I struggled but it was little use: the cord knifed hard round my throat and the best I could do was to get my feet, sliding up the totem pole, while the African held me tight against it now, my head forced back against the wood.
‘The girl,’ the man behind me said, ‘where is she?’
I couldn’t turn. I couldn’t see his face. And the blowpipe had dropped to the floor. But I still had the second dart in my hand.
‘Where have you her? The child?’ The accent was more Arab than African, and the cord came tighter then. The searing pain was worse than the lack of breath, though soon there would be no breath and that would be worse still.
Using the bamboo dart as a dagger I struck out blindly behind me again and again, stabbing the empty air as the noose contracted, the man trying to restrain me while moving back from me at the same time. But at last the sharp point found a home. It struck the man’s clothing first — I could hear something rip. But then it went further on: I felt the dart sink into some part of his flesh, like a skewer into a leg of mutton.
The man shouted then, a scream of agony, and he pulled the cord again viciously so that I thought I was done for. But it was his last effort against me. The cord dropped away and when I turned the African was stumbling about on one leg, trying desperately to extract the dart which the barbs held firm, deep in his thigh. There was little I could do, I thought, except run. But I stood there instead — amazed: first by the fact that this was quite a different African, a younger, much lighter-skinned man without any scars on his face, and then when I saw how quickly he subsided, his struggles dying away in a minute or so as paralysis overcame him. His leg seized up first and soon he was slumped on the floor, unable to move at all. Finally he just lay there, stretched out full length beneath the totem pole. But the strange thing was that, though he was now quite immobile, and obviously couldn’t speak, the man looked completely fit. He was entirely conscious, his eyes watching me, perfectly clearly, as I moved about him — vicious, frustrated eyes, like those of a wild beast alive in a trap, still confronting its hunter. And I saw then that the old Somali poison still worked. And I wondered if this must have been exactly its intended effect: to paralyse its victim, rather than to kill.
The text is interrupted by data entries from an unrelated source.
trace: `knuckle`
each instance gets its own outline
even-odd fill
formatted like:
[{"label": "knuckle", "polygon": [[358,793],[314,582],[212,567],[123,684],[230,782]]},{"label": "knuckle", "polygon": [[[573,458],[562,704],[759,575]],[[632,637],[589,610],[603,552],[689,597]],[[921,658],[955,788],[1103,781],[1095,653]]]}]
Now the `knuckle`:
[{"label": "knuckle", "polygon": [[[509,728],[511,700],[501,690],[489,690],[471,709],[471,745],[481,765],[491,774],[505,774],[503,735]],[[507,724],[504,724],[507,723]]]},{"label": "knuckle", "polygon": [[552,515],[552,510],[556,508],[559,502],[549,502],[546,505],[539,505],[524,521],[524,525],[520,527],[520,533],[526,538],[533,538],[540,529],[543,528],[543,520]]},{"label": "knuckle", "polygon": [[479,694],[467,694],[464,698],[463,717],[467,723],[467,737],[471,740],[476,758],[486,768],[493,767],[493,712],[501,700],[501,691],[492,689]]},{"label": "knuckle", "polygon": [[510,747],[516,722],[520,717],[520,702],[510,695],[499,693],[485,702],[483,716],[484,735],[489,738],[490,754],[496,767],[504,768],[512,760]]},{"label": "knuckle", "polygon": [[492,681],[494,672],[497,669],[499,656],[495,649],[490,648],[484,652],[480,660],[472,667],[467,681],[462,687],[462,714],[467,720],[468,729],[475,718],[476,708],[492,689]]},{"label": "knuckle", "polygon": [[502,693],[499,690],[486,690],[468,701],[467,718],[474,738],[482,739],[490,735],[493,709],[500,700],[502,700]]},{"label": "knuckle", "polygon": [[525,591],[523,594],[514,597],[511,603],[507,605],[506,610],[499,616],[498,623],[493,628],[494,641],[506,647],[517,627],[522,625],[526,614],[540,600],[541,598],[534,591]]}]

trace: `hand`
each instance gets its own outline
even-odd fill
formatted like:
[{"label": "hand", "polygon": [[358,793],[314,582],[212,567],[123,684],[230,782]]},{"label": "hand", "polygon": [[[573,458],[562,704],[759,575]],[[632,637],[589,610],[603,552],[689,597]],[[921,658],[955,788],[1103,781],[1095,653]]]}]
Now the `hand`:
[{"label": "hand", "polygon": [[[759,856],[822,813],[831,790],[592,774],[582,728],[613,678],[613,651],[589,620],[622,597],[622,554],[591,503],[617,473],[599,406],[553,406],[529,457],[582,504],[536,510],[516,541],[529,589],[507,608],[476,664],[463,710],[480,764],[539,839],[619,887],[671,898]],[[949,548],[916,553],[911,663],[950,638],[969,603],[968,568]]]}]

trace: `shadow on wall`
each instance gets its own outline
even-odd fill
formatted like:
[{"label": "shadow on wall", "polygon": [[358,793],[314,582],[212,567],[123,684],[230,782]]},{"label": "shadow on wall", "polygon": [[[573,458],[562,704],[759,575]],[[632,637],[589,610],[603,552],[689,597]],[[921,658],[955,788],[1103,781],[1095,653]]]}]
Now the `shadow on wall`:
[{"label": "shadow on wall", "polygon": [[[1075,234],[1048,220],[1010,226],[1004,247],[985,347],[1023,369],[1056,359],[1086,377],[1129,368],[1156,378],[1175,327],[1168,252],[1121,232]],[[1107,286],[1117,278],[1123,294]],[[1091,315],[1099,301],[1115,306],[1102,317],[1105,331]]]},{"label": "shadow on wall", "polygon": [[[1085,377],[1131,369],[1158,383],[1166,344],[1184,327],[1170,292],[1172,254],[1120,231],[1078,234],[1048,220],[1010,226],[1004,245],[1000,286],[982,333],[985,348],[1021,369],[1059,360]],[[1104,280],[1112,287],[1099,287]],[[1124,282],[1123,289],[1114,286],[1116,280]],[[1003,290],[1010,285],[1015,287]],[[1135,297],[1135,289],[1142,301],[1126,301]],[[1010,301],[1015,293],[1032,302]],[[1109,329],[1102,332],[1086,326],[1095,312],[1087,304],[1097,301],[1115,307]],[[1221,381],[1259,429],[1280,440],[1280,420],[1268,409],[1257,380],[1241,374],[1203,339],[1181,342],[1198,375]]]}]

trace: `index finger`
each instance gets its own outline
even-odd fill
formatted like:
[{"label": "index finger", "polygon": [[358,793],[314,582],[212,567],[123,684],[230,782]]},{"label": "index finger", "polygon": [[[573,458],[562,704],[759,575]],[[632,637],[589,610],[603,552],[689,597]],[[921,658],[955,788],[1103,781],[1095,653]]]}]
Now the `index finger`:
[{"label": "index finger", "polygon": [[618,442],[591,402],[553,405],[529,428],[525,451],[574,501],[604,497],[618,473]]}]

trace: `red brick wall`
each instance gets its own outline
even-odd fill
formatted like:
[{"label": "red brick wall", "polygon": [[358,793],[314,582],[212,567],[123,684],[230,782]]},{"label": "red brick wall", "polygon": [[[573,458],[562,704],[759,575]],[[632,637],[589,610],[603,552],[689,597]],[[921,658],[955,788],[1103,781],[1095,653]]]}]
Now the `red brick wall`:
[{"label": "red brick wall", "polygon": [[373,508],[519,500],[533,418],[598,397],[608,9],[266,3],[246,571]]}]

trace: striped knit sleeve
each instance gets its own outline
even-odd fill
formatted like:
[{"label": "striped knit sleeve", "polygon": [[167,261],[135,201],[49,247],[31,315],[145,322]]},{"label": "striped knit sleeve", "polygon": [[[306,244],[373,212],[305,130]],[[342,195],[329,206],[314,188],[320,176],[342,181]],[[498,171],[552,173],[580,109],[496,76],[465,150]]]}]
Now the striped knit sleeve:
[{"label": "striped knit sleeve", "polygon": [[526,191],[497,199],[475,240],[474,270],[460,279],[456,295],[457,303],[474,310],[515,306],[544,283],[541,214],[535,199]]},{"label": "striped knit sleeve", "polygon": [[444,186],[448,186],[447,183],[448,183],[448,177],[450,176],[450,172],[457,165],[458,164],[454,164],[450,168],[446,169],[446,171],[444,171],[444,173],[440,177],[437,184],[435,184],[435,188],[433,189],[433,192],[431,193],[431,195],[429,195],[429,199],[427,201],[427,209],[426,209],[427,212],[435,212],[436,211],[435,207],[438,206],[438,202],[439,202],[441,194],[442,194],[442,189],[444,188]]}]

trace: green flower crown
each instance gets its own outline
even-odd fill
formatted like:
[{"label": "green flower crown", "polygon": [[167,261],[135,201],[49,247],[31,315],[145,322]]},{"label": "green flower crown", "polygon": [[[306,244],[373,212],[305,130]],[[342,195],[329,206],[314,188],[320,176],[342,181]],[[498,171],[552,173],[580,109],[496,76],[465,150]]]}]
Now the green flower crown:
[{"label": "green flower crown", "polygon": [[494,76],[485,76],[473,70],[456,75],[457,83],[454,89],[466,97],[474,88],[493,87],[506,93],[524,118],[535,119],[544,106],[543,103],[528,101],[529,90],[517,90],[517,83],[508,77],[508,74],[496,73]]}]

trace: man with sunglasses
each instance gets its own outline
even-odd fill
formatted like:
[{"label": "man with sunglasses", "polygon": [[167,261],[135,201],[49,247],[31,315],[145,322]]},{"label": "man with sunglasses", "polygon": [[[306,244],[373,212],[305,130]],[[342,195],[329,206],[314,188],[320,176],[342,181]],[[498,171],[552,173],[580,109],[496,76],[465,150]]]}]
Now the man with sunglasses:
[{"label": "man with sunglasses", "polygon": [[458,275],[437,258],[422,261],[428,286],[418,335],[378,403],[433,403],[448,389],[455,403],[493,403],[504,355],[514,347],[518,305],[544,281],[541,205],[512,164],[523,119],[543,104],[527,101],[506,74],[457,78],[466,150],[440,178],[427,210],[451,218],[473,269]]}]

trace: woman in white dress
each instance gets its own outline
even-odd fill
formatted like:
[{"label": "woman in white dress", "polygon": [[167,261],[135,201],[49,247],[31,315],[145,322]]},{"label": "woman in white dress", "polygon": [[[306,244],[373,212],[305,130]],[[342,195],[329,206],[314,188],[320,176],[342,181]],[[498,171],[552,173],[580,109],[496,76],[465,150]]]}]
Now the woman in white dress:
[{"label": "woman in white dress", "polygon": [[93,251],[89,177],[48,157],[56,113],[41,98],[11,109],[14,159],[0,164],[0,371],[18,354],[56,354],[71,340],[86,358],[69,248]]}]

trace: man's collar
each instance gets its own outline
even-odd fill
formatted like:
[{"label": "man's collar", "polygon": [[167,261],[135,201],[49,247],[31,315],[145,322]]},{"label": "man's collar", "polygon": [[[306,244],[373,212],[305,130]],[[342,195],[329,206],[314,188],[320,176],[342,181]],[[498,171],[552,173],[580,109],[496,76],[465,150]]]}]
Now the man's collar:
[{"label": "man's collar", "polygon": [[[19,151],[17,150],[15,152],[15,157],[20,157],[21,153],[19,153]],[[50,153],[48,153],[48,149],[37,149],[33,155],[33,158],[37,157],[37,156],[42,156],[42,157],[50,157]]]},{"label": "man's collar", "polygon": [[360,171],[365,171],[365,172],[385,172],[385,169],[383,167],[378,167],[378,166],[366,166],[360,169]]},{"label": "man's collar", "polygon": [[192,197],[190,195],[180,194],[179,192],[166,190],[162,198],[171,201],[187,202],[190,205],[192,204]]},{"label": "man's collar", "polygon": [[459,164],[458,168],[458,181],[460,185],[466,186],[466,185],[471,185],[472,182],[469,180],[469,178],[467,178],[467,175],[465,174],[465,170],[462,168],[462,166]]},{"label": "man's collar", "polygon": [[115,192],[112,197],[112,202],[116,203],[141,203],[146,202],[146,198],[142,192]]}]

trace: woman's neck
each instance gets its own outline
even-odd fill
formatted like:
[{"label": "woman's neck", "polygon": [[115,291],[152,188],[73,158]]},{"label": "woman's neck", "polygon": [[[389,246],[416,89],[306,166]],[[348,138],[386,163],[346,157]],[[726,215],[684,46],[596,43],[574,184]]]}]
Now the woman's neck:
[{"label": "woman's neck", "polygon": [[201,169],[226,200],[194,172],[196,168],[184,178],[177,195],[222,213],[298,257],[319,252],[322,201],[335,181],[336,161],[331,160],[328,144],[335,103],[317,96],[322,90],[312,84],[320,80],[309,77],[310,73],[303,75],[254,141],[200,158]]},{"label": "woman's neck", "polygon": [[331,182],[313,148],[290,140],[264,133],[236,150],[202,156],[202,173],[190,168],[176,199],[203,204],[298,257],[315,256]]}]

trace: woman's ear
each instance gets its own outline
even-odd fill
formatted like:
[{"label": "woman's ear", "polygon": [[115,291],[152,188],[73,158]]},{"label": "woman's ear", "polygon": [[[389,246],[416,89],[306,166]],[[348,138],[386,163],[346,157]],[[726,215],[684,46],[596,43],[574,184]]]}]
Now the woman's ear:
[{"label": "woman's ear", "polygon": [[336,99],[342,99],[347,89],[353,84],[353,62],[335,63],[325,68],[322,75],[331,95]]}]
I went quickly through the man’s pockets while he lay there inertly, with a frozen gaze of fury. He had a lot of money on him, including some Libyan money, and a London — Oxford train timetable. But there was nothing else to identify him. I left him where he was. The police would find him soon enough. Indeed I was surprised they hadn’t arrived at the Museum already, since George had escaped a good twenty minutes before and I thought he would surely have contacted them by now. But perhaps he hadn’t phoned them. Perhaps he wanted to protect me from them, or rather to protect himself from guilt by association with me. I escaped from the museum a few minutes later myself, when I finally found an exit through a door to the side of the museum’s main hall which led into a small library. And from here I was able to walk through another door, just opening the Yale lock into the street.
Then I was striding quickly off across the parks into the evening light. I was sure that George had more to offer. True, his initial explanations had been convincing enough in his office. But why had he run away? And what of the African? And now this Libyan? How on earth did he fit in? I wondered, if George hadn’t phoned the police, if I might find him at home now, since his house was only just across the park. Indeed its back garden, though hidden by a line of great chestnuts, gave directly out onto the park. I could come at it that way, use the cover in the big trees first, scout the land out before approaching the house.